In my previous blog post, I talked a bit about standards. Specifically to do with certification and how they’re not necessarily a guarantee of excellence.
At Scott Logic, we aim to do excellent testing of the applications that we develop. How we go about this will be contextually driven.
Here are the Seven Basic Principles of the Context-Driven School
The value of any practice depends on its context.
There are good practices in context, but there are no best practices.
People, working together, are the most important part of any project's context.
Projects unfold over time in ways that are often not predictable.
The product is a solution. If the problem isn't solved, the product doesn't work.
Good software testing is a challenging intellectual process.
Only through judgment and skill, exercised cooperatively throughout the entire project, are we able to do the right things at the right times to effectively test our products.
Within our Agile project teams, this means testing will be done within the context of the application developed.
Testing an HTML5 trading application will differ from testing a charting API which will differ again from testing an iPad app that provides a view for financial reports.
Different technology stacks, different functional requirements, different developers, will all provide different contextual inputs that drives the testing process.
But different standards, or different ways of doing things, does not mean incompatibility. Some we use concurrently. Take the metric and imperial systems. Different standards, different outcomes.
Testing in space in a metric system is likely a much more pleasant experience, but one could also argue that it’d much more fun testing in imperial space.
These two standards also point to how difficult it can be to adopt new practices when one becomes entrenched. Think how you measure your own height, or how you measure speed, which do you use and why?
The Web is built on standards which the World Wide Web Consortium(W3C) represents. It's a free and open standard. A web for all.
The social value of the Web is that it enables human communication, commerce, and opportunities to share knowledge. One of W3C's primary goals is to make these benefits available to all people, whatever their hardware, software, network infrastructure, native language, culture, geographical location, or physical or mental ability.Whilst it is not always strictly adhered to, these open standards of web design aid compatibility, concensus and discussion when building software for the Web.
From this was born the Open Web Application Security Project (OWASP) which helps define security standards when building web applications.
The Open Web Application Security Project (OWASP) is a 501(c)(3) worldwide not-for-profit charitable organization focused on improving the security of software.

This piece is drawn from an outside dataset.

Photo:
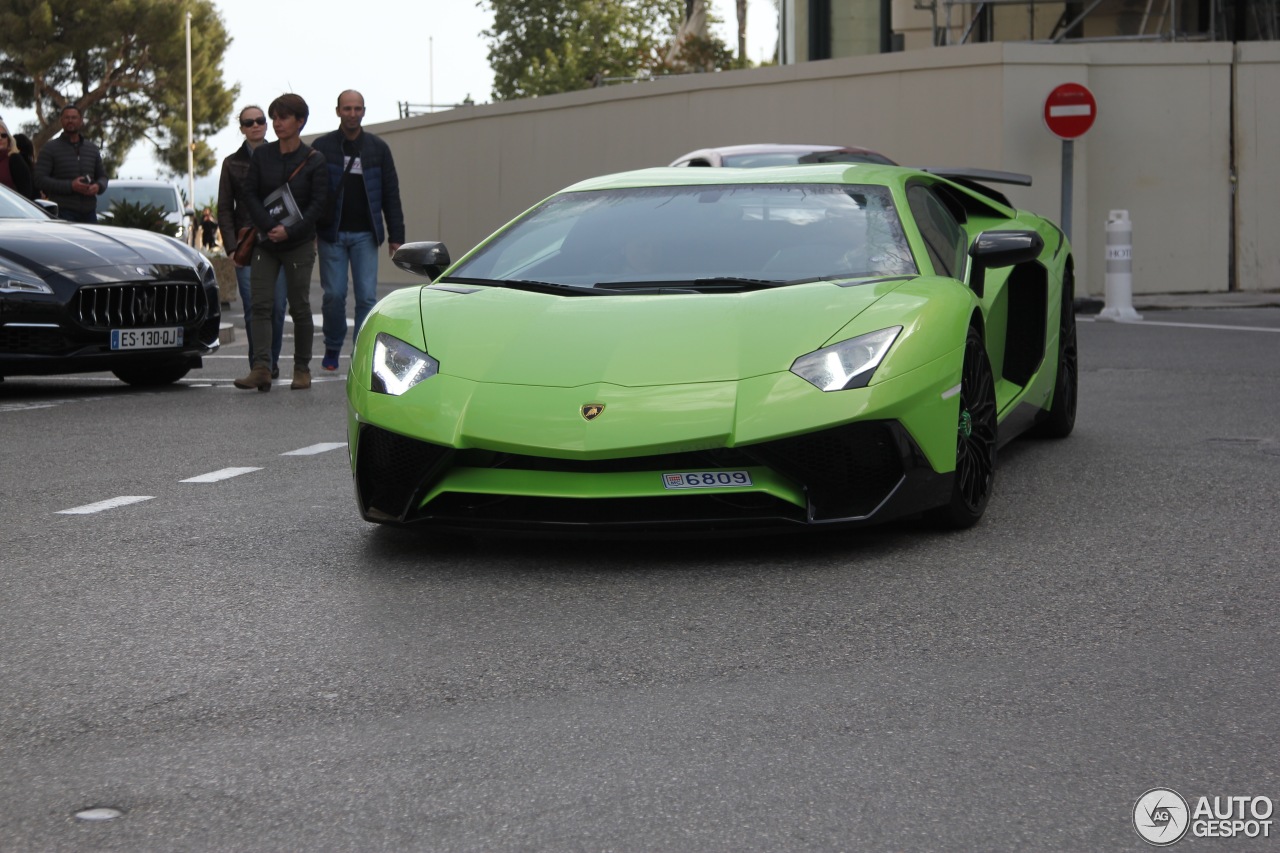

Our mission is to make software security visible, so that individuals and organizations worldwide can make informed decisions about true software security risks.
OWASP also has a testing guide. It's long. Very long. 224 pages long, but it's an excellent example of promoting a way to test. It isn't defined as a standard, but as a guide. And it's practical, accessible and free. It has further value in that contributions are from practitioners and experts.
If testing needs standards, it is the kind illustrated by OWASP. Ones that both practitioners and companies can view and contribute to.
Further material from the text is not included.